We can grep the register values from the log file. Subsequently, let’s reverse engineer the encryption.

# Rotate left: 0b1001 --> 0b0011
rol = lambda val, r_bits, max_bits: \
    (val << r_bits%max_bits) & (2**max_bits-1) | \
    ((val & (2**max_bits-1)) >> (max_bits-(r_bits%max_bits)))

# Rotate right: 0b1001 --> 0b1100
ror = lambda val, r_bits, max_bits: \
    ((val & (2**max_bits-1)) >> r_bits%max_bits) | \
    (val << (max_bits-(r_bits%max_bits)) & (2**max_bits-1))

xor = [0x46L,0x15L,0xf4L,0xbdL,0xffL,0x4cL,0xefL,0x46L,0xebL,0xe6L,0xb2L,0xebL,0xf1L,0xc4L,0x34L,0x67L,0x39L,0xb5L,0x8eL,0xefL,0x40L,0x1bL,0x74L,0xdL,0x60L,0x26L,0x45L,0xa8L,0x4aL,0x96L,0xc9L,0x65L,0xe2L,0x32L,0x60L,0x64L,0x8cL,0x65L,0xe3L,0x8eL,0x9fL]
rol = [0x56L,0xf5L,0xacL,0x1bL,0xb5L,0x93L,0x7eL,0xb8L,0x23L,0xdaL,0xaL,0xf2L,0x1L,0x61L,0x5cL,0xc8L,0x4cL,0xd6L,0x16L,0x55L,0x67L,0xb8L,0xc1L,0xf8L,0xbcL,0x11L,0xfaL,0x9bL,0x6bL,0xf9L,0xd4L,0x75L,0x87L,0xcaL,0xceL,0xbeL,0x4eL,0x6eL,0xf1L,0xb9L,0x6eL]
cmpxchg = [0xc3f44e06,0xccb880f0,0xbac2ccb8,0x4e0642bc,0xf25d5630,0xeb165a6b,0x275dc3f4,0x19535366,0xc6c30e8e,0x42bcf25d,0x0642bcf2,0x165a6bc6,0x5d56302e,0x535366d2,0x55dc01e1,0x0e8e275d,0x66d2f903,0xf44e0642,0xf99a5055,0x302e1953,0x9a5055dc,0x77f99a50,0x56302e19,0x6bc6c30e,0xf04877f9,0x8e275dc3,0xdc01e1eb,0x2e195353,0x5055dc01,0xe1eb165a,0x5a6bc6c3,0x80f04877,0x4877f99a,0x5dc3f44e,0x5366d2f9,0xc2ccb880,0xb880f048,0xd2f903cf,0x01e1eb16,0xc30e8e27,0xbcf25d56]

out = ""
cnt = 0
while cnt < len(xor):
    z = cmpxchg[cnt] >> 24
    x = ror(z, rol[cnt],8)
    y = x ^ xor[cnt]

    out += chr(y)
    cnt += 1




Challenge 10


This time we have got a super complex device driver.
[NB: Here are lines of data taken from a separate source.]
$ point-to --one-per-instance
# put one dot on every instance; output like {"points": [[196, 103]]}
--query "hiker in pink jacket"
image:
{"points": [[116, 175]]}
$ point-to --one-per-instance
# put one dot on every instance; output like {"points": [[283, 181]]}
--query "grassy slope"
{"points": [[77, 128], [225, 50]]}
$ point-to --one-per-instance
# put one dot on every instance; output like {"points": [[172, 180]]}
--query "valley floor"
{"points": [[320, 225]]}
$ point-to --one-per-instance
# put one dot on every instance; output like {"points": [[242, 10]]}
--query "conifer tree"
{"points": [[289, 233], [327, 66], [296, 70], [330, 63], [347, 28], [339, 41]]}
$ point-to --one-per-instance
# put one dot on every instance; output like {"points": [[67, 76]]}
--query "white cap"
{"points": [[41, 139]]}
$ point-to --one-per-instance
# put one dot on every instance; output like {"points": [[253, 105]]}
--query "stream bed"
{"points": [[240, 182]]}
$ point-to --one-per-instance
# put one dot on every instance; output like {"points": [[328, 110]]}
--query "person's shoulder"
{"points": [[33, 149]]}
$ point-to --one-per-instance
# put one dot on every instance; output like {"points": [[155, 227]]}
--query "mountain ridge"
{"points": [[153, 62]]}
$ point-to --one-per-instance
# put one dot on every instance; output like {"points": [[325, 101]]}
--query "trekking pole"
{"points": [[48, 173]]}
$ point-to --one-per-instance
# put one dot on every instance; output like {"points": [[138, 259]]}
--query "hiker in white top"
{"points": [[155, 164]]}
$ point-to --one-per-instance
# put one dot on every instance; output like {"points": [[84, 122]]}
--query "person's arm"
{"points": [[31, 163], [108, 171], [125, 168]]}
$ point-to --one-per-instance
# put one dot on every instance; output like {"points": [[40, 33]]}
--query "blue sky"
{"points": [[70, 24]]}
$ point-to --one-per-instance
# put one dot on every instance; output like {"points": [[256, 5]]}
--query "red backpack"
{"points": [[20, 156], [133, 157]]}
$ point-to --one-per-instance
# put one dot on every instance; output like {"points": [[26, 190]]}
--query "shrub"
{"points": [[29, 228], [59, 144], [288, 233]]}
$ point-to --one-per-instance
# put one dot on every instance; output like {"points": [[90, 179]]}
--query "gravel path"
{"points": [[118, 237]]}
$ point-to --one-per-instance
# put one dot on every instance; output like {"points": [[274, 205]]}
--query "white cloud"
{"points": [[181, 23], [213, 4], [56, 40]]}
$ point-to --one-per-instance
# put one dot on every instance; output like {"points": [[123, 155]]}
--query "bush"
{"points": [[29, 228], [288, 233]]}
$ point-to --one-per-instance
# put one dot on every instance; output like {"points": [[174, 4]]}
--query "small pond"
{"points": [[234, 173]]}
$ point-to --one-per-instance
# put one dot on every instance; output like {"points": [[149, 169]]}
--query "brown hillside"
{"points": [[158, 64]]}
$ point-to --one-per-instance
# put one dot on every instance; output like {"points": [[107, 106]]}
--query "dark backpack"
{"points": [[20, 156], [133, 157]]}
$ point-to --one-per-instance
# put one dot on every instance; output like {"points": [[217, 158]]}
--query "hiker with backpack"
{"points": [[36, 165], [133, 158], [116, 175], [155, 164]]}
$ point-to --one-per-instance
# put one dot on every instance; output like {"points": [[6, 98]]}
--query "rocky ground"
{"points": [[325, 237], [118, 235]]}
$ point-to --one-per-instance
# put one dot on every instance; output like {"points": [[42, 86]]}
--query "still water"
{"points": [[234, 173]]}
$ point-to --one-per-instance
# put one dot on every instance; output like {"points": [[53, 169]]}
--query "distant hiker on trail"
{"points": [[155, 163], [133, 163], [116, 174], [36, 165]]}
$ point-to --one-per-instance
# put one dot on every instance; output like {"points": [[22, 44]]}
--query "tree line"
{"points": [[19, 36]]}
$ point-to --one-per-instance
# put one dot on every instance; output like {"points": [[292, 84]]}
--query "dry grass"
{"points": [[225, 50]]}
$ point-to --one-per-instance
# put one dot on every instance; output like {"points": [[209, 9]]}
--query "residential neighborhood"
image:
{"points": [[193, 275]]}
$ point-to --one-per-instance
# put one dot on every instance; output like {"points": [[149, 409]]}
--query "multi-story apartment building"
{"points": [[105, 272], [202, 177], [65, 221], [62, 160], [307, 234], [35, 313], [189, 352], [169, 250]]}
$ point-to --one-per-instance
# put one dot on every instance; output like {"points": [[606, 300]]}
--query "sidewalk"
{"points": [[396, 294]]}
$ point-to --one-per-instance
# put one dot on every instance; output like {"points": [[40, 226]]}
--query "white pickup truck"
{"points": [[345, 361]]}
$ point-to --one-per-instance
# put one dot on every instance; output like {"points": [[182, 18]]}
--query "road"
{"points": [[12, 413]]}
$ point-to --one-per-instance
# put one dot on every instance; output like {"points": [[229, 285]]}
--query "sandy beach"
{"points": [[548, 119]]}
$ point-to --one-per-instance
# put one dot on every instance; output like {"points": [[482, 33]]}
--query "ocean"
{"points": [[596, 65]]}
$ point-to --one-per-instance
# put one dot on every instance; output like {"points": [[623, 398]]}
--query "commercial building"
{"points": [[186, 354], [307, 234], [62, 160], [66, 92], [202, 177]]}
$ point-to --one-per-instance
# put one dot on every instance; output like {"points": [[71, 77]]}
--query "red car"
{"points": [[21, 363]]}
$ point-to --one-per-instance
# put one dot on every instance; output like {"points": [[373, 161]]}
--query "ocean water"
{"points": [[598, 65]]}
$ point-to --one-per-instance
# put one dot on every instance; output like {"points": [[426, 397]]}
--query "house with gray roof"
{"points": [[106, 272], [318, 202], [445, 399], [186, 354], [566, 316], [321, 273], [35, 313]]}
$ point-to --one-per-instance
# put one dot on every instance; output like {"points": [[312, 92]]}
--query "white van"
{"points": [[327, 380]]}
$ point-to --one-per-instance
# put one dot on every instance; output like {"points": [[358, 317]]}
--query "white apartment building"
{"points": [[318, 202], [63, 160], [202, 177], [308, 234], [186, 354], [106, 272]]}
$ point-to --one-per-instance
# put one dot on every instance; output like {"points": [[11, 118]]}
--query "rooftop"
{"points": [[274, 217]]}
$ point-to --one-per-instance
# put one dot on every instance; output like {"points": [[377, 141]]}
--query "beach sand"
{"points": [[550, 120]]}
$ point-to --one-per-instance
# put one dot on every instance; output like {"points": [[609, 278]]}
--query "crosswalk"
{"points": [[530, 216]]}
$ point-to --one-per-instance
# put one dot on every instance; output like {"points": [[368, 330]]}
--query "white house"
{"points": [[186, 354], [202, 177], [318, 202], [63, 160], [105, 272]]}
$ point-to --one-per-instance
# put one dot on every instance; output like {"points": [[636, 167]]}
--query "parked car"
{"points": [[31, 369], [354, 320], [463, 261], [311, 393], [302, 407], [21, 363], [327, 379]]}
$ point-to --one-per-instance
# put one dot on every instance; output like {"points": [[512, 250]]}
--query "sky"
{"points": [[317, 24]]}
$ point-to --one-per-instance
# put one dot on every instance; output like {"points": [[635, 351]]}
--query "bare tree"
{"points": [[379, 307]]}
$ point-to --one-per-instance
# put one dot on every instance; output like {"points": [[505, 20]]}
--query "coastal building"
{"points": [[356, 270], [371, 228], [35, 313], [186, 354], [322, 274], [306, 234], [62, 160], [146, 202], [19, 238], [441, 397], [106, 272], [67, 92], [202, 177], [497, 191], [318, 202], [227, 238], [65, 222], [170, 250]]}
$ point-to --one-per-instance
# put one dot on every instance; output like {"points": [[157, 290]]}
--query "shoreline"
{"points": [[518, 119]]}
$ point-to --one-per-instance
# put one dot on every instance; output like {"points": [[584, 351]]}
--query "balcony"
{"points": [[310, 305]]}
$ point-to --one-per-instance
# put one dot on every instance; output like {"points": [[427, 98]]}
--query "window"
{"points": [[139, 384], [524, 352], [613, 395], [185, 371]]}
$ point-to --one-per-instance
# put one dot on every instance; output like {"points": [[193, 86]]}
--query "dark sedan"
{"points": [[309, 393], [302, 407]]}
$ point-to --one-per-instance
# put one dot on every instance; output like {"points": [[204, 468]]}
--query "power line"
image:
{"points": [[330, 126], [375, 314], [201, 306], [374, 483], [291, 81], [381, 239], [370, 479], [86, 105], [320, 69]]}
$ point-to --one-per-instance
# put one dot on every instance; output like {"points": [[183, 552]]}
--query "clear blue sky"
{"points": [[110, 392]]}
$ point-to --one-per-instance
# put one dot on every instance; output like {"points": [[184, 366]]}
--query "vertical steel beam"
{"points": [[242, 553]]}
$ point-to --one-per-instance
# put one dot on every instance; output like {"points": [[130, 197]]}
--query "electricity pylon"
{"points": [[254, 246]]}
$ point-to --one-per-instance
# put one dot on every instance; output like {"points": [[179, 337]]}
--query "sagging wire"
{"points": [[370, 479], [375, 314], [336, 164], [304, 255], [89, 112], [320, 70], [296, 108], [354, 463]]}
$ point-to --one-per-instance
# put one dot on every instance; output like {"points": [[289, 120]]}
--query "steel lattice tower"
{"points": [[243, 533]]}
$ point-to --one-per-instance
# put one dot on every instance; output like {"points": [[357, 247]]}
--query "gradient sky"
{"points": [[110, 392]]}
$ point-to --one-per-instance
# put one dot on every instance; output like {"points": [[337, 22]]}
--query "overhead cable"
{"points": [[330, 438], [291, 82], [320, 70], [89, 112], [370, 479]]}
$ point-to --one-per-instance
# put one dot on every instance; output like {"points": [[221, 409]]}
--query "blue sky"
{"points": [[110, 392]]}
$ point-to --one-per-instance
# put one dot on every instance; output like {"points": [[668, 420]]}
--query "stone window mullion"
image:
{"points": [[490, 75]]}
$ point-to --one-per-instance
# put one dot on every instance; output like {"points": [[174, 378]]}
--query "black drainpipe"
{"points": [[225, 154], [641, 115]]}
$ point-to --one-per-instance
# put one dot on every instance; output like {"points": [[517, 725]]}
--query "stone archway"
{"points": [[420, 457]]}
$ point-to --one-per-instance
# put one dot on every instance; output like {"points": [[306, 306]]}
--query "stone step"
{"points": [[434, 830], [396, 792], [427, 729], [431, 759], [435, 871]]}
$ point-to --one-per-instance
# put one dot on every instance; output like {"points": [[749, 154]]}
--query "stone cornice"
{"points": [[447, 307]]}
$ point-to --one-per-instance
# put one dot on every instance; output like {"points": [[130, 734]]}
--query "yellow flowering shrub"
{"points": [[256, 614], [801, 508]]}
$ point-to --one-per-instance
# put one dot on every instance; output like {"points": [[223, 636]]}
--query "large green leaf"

Finding the ioctls was quite simple in the disassembly.

22E068  jumptable 0029CD91 case 100
22E108  jumptable 0029CD91 case 260
22E164  jumptable 0029CD91 case 352

At the end of the complex function tree, is a simple TEA implementation. The input for the function is a buffer location. Each brach in the function sets one character in this buffer. Without WinDBG the best option is to parse all the relevant memory operations. This can be done statically with pydbg. With multiple potential values for each byte, the buffer still had to be decrypted. This I could not figure out in time.